Delaware House Republicans have filed five bills that will cut taxes, saying the state should share its unexpected financial fortune with residents and businesses.
Among other things, the bills would cut the state personal income tax by 10%, cut corporate income tax by nearly 30%; and slash the gross receipts tax – which companies pay on sales – by 50%.
That would allow impacted taxpayers to collectively retain more than $420 million annually, the Republicans said in a press release Tuesday.
“This is an economic development bill,” said Rep. Rich Collins, R-Millsboro, is sponsoring House Bill 91, which would do those things. “In recent years, Delaware has had one of the worst economic growth rates in the nation. I believe allowing people and businesses to keep more of their own money will jumpstart investment, increase employment, and raise starting wages. The state will reap the benefits of this too, as better economic performance produces higher revenue.”
Efforts were not successful Tuesday to reach Democratic leadership for comment on the bills.
The Republicans said in their press release that the State of Delaware is flush with cash and they want to share it with taxpayers.
The Delaware Economic and Financial Advisory Council, a nonpartisan group responsible for estimating state revenue, have said the state’s revenues grew more than expected because of much higher than normal real estate transfers, higher than expected personal income and high corporate taxes through the COVID-19 pandemic. It said last month that the state will have a $1 billion surplus.
Under Executive Order 21 – which limits spending, linking it to population growth and inflation – the state is expected to end this fiscal year with nearly $844 million set aside as a hedge against an unexpected emergency or economic downturn, the press release said.
Republicans pointed out that state revenues for fiscal year 2021, which ends June 30, are expected to be $5.259 billion. The economy is expected to slow, but revenue projections for the state’s 2022 and 2023 fiscal years are now projected at $5.152 billion and $5.115 billion.
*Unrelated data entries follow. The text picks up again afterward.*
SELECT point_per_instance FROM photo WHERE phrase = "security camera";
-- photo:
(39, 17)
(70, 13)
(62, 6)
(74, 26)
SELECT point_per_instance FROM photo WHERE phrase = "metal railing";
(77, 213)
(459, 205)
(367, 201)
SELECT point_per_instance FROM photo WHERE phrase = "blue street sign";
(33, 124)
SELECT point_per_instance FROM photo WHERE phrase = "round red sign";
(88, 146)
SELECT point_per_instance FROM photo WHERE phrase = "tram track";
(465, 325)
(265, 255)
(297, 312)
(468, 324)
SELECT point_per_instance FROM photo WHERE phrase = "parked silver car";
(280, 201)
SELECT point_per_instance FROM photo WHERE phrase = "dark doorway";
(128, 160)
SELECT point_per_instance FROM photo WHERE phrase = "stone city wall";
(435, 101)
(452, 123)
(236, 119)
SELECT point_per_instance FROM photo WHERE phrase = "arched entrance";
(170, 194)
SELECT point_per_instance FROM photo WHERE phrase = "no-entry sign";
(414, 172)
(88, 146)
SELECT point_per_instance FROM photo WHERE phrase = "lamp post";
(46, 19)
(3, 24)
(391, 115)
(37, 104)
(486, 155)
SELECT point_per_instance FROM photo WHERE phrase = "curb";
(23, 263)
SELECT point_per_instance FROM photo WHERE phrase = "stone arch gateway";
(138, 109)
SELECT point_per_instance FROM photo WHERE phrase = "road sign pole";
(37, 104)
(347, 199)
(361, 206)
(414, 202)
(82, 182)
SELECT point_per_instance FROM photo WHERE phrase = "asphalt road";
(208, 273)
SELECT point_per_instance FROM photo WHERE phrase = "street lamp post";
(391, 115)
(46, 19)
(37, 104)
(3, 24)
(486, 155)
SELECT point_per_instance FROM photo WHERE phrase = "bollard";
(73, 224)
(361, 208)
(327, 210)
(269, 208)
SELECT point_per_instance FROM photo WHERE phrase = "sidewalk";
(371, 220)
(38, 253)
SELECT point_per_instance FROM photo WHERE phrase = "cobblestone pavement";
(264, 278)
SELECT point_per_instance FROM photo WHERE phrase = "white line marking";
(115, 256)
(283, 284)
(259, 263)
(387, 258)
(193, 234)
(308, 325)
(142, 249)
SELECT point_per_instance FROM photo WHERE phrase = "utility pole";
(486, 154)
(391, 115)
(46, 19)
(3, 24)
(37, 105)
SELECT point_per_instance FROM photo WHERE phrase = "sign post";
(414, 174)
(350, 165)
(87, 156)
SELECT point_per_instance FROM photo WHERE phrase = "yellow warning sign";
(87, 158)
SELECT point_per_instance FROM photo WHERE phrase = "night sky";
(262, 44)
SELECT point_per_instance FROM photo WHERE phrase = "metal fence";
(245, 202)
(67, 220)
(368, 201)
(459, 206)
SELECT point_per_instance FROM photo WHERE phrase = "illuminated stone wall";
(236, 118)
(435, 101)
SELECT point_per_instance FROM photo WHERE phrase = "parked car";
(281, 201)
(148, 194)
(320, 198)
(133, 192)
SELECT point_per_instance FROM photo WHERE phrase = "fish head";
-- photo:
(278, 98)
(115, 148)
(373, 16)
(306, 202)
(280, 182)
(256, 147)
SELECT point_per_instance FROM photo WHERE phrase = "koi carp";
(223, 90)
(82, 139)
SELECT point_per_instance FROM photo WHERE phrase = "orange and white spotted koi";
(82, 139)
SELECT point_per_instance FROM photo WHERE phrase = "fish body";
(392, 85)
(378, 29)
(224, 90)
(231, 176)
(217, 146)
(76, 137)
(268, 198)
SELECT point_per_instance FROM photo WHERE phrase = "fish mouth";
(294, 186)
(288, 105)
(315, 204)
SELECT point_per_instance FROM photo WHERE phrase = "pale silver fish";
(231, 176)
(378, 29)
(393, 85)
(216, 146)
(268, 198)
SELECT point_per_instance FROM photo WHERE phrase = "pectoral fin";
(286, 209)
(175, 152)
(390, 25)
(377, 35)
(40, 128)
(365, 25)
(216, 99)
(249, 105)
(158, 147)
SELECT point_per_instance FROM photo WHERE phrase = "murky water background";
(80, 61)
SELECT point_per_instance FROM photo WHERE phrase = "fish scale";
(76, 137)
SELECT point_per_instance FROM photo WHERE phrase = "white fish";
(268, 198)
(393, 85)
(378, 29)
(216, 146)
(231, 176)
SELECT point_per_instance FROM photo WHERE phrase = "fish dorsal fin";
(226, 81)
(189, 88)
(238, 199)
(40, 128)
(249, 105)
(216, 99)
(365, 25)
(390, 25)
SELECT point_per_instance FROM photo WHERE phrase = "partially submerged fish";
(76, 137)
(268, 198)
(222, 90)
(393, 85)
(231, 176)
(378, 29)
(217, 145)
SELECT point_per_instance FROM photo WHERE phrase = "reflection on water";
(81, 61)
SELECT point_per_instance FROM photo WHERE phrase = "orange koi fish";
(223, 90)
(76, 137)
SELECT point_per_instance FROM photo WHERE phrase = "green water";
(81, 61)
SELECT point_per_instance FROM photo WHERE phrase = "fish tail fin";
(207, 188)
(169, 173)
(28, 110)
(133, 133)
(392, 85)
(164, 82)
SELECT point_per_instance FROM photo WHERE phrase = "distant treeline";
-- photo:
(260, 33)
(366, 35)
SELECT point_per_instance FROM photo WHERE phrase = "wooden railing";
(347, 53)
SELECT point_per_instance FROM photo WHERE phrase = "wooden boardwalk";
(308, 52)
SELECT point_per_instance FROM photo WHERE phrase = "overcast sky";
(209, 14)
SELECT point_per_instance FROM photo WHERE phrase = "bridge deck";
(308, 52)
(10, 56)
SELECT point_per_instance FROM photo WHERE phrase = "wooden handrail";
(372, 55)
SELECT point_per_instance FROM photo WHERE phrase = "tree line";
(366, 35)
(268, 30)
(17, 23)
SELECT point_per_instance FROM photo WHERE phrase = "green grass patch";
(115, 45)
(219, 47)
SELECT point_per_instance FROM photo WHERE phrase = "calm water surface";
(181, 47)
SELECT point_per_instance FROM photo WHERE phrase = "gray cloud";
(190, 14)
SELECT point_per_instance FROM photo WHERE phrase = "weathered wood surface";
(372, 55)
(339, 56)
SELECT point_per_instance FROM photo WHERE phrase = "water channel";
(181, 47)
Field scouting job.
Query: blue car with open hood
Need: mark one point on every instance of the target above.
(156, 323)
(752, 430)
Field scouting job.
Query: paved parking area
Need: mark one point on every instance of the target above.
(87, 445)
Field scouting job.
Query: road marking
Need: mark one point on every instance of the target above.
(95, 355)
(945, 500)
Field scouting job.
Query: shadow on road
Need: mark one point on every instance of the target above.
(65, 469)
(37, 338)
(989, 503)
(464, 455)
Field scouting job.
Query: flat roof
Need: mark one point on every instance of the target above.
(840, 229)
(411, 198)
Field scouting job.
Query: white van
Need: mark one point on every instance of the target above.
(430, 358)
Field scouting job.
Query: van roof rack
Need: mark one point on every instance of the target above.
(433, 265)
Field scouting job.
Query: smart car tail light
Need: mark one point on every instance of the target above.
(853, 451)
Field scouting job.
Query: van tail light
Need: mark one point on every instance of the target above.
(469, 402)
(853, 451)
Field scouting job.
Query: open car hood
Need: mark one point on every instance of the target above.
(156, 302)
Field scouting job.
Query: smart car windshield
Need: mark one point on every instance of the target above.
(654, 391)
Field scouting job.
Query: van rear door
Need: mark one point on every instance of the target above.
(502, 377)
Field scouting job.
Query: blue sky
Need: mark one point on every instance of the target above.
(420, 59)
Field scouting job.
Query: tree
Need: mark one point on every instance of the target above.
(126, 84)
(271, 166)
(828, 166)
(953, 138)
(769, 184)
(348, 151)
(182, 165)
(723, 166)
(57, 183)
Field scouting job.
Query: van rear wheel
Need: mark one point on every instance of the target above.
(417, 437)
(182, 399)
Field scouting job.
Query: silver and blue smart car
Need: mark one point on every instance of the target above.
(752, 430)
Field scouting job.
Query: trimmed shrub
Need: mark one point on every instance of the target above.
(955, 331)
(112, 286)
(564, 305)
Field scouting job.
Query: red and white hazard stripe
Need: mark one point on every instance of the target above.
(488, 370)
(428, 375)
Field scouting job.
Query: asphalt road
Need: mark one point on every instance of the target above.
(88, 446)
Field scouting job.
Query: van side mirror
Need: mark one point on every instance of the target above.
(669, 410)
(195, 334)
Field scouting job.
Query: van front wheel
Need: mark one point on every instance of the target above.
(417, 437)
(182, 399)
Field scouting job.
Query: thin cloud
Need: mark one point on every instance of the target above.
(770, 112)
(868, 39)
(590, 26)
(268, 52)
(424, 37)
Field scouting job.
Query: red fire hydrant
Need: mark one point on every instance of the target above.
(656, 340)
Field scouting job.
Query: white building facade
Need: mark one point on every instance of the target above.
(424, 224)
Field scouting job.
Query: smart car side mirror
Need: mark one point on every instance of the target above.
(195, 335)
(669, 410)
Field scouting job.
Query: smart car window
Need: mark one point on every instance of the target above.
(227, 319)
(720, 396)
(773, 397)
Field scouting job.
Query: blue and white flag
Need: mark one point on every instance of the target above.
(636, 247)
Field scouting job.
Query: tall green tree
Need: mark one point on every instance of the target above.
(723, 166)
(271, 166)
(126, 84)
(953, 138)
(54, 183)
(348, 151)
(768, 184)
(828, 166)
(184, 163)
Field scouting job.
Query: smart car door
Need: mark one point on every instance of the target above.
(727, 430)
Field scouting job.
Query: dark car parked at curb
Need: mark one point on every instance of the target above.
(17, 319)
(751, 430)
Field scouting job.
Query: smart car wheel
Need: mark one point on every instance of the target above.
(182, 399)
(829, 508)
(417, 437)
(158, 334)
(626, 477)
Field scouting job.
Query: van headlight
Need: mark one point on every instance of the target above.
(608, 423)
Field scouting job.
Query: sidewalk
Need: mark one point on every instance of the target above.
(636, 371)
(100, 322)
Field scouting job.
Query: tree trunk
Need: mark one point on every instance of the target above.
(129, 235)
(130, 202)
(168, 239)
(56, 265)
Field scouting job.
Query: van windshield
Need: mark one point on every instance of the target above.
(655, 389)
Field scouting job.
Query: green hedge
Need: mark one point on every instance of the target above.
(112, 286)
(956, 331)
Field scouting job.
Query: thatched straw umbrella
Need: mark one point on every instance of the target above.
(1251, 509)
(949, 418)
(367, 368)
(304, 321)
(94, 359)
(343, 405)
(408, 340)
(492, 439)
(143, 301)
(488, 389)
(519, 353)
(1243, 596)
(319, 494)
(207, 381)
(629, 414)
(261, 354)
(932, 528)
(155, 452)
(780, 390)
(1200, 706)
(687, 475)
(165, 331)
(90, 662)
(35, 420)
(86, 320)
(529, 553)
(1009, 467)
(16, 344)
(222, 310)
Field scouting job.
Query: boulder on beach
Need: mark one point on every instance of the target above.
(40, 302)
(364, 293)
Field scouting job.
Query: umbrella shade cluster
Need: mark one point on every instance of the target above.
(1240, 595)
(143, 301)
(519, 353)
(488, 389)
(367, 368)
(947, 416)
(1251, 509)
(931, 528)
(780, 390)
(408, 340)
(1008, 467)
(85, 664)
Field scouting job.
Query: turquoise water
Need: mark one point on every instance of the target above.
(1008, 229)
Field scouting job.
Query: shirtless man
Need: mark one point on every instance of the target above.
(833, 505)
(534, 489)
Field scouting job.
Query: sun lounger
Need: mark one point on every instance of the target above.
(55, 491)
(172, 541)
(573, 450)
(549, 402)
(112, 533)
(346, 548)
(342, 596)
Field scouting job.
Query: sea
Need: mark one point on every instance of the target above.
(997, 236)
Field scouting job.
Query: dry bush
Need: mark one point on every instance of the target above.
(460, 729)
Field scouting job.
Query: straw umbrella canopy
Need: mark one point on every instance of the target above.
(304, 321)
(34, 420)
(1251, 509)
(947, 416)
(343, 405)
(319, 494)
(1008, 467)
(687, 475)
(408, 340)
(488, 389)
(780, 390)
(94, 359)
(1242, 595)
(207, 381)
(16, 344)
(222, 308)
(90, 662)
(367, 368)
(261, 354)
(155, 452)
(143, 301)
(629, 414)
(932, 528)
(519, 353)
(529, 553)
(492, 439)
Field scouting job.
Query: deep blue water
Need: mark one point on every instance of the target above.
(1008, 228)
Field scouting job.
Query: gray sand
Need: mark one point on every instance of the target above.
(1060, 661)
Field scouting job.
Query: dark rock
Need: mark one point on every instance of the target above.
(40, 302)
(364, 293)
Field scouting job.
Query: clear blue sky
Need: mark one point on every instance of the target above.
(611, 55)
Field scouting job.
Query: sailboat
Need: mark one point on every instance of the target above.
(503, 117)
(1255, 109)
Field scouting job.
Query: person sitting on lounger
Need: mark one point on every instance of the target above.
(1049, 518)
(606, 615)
HB 191, which only has Republicans sponsors, is pending action in the House Revenue & Finance Committee.
Killing state part of transfer tax
House Bill 172, sponsored by State Rep. Lyndon Yearick, R-Camden/Woodside) would temporarily eliminate the state’s portion of the realty transfer tax for certain first-time home buyers.
The bill would apply to people with a gross income of less than $45,000 for single buyers or less than $75,000 in combined income for joint purchasers on houses that cost $250,000 or less. The bill would expire Dec. 31, 2022.
Eight Republicans and one Democrat are sponsoring the bill, which is awaiting a hearing in the House Revenue & Finance Committee. The Controller General’s office has not yet completed its cost estimate for the measure.
Low-income tax credit
Yearick’s House Bill 158 would establish Delaware Resident Low Income Tax Credit. That would create a $500 tax credit for low income Delawareans. In the case of spouses filing a joint return, the tax credit would be $1,000.
Individuals earning between $18,000 and $30,000 annually would qualify, as would spouses filing jointly with household incomes of between $36,000 to $60,000. Additionally, a $110 personal tax credit currently available to certain low-income Delawareans would be increased to $500.
If the value of the credit exceeded the tax owed by the individual, he or she would receive the remaining value in the form of a tax refund.
With only Republican sponsors, the bill s awaiting consideration of the House Revenue & Finance Committee. The cost estimate for the legislation has not yet been completed.
“I am committed to supporting our working poor with my bills to reduce the realty tax, create a new tax credit, and increase an existing personal tax credit,” Yearick said. “These proposals encourage work, offset the tax increases we implemented in 2017, and support individuals and families.”
Restoring senior tax credit
House Bill 108 would restore the $500 senior real property tax credit that was lowered in 2017t to $400. A fiscal note completed last year reveals the bill would return about $4.4 million annually to qualifying Delaware seniors.
The bill, sponsored by State Rep. Mike Ramone, R-Pike Creek South, has bipartisan support and has been pending action by the House Administration committee since late February.
Reducing transfer tax
Another bill sponsored by Ramone, House Bill 71, would decrease the realty transfer tax in Delaware by 25%.
In 2017, the tax was effectively raised from 3% of the purchase price of a property to 4%. (Local governments are responsible three-eighths of this total, with the state accounting for the remainder.)
House Bill 71 would reset the state’s take to its pre-Aug, 1, 2017 level, restoring the effective combined realty transfer tax to 3%.
When fully implemented in FY 2024, HB 71 would allow homebuyers to collectively keep an estimated $83 million. The bill only has Republican sponsors now and has been waiting for action in the House Revenue & Finance Committee for more than four months.
“These bills are two initiatives that I have been relentlessly fighting for over the past few years,” Ramone said. “With an extraordinarily improved revenue picture this year, there should be no reason to delay implementation of either proposal.”
Betsy Price is a Wilmington freelance writer who has 40 years of experience, including 15 at The News Journal in Delaware.